A new vertical press, dubbed Vertical R, comes in clamping forces up to 220 tons. Dual-pump hydraulics reduce cycle times, the company said.
The Insider Concept, a compact, ready-made production cell that includes an injection press, robots and conveyor belt — all enclosed in integrated safety guarding. The system comes with injection presses as large as 500 tons. At K, the equipment produced pipe fittings.
In blown film, K'98 marked the first European trade show for Battenfeld Gloucester's seven-layer blown film line. New (but not displayed at K) is a nine-layer line for packaging items such as meat and cheese, said Harold Wrede, Battenfeld Gloucester president and chief executive officer.
In cast film, Battenfeld introduced the Model 700. It runs a wider web at higher speeds than earlier models. For example, a 120-inch-wide line can run as much as 1,900 feet a minute of linear low density polyethylene film.
In extrusion, the firm showed a single-screw extruder that can make 2,200 pounds of PE pipe an hour. Screw diameter is 1 inch.
A twin-screw extruder for running PVC has multiflight screw elements, giving the screw a very large surface area.
New coextrusion dies were shown on a conical BEX 2-54 CC/1 twin-screw extruder.

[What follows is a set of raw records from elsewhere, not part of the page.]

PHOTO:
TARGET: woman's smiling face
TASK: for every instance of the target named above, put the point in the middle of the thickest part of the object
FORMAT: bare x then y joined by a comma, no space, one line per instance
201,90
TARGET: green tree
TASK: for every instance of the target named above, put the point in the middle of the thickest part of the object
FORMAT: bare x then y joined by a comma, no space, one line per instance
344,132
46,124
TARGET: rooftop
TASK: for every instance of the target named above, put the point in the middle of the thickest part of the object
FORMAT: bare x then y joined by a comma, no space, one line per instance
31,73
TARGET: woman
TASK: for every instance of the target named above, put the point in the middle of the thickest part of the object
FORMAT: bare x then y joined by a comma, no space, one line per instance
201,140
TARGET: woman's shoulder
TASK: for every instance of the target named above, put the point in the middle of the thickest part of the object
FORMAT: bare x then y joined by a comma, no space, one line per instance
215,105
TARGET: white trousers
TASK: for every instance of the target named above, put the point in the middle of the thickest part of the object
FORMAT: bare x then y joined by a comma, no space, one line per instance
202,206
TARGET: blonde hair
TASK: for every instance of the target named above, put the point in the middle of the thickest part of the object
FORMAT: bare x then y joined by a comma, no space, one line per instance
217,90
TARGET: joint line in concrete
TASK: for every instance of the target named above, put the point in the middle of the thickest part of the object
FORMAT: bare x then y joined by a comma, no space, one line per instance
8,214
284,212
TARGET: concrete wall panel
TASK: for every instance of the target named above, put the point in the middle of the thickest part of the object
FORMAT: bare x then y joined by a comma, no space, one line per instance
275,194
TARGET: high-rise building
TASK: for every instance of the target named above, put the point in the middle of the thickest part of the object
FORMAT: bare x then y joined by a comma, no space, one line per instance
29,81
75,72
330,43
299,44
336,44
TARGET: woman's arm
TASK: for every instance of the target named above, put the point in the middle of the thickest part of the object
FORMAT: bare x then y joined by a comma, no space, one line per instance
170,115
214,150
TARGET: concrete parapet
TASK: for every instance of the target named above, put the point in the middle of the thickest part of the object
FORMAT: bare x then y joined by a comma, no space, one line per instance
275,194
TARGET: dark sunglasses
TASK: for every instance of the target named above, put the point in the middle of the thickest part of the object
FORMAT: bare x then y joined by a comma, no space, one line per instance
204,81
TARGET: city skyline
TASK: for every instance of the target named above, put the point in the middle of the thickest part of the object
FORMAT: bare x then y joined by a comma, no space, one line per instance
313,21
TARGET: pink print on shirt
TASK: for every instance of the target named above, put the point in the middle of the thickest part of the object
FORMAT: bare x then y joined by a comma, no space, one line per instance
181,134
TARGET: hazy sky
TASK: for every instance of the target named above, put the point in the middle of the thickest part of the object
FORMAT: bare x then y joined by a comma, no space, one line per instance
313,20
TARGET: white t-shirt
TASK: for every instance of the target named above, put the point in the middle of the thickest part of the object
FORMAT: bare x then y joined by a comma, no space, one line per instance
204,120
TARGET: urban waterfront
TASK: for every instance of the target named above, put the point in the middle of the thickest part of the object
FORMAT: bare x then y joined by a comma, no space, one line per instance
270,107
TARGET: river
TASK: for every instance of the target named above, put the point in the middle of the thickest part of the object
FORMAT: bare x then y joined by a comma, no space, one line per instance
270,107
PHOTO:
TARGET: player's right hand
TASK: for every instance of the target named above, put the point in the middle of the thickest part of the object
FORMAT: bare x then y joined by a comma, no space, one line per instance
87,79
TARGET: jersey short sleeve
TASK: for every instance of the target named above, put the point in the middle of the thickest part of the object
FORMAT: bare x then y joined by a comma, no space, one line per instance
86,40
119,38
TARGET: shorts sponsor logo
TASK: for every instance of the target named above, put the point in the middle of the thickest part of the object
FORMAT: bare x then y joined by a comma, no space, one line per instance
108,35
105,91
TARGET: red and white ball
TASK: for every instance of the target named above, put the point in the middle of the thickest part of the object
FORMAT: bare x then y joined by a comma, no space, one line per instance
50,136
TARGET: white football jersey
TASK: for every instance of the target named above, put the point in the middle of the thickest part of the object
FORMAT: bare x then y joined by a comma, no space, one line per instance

The Excool secondary screw for foam extrusion. A departure from the traditional paddle-type secondary screws, Excool is claimed to boost polystyrene foam sheet output rates by more than 20 percent on a tandem line. So far, Battenfeld has proved the Excool works on PS and PE foam. Tests are under way on PP and PET foam. The company also introduced an Opticell Annular Foam Sheet Die that controls thickness better, and a new metering system using carbon dioxide as a blowing agent.
Battenfeld also demonstrated its HM hydraulic presses, running an automotive fascia from a PC/polybutylene terephthalate. In 1997, Battenfeld started a U.S. manufacturing operation, making HM presses in Bellefonte, Pa.
Eschwey said Battenfeld expects to build five or six HM machines in Pennsylvania this year, down from the original target of 10 a year. A weaker dollar would make it more economical to build machines in the United States, he said.